Overlay analysis: coupled ecological and social estimate of resilience
We developed spatial layers of social-ecological fire risk as well as social-ecological resilience (Supplementary information). We scaled all ecological and social measures on a 0-1 scale, with 0 indicating lowest concern for managers and 1 indicating highest concern (Dressel et al. 2018). We used a simple additive model (i.e., a linear relationship) between ecological and social factors because, since research on quantitative social-ecological resilience is so limited, we are unable to defensibly select any nonlinear relationship that would mathematically inflate the contribution of either the social or ecological factors to the overall estimate of integrated resilience. To calculate total risk across the Sonoran Desert, then, we summed the ecological and social risk layers, and rescaled them to 1, giving equal weight to each. We did the same for total resilience. When rasters were at different resolutions, we resampled them to make all rasters equivalent in resolution to the social rasters. We performed a coarse check of sensitivity to the social component within the total resilience assessment by up-weighting or down-weighting the social resilience raster and comparing the resultant, scaled total resilience values for the socially up-weighted, socially down-weighted, and equal weights rasters.

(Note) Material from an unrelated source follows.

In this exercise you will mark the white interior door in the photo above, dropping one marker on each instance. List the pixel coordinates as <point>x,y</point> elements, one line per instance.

Lastly, we plotted total risk against total resilience to determine vulnerability of locations to fire across the Sonoran Desert (sensu Comer et al. 2012). Vulnerability can be considered the intersection of system sensitivity (which in our study we equate to risk) and resilience, with the most vulnerable areas being those where high sensitivity and low resilience intersect (Comer et al. 2012). We translated these categorical vulnerability scores into a map to identify areas of low, medium, high, and very high vulnerability within the Sonoran Desert.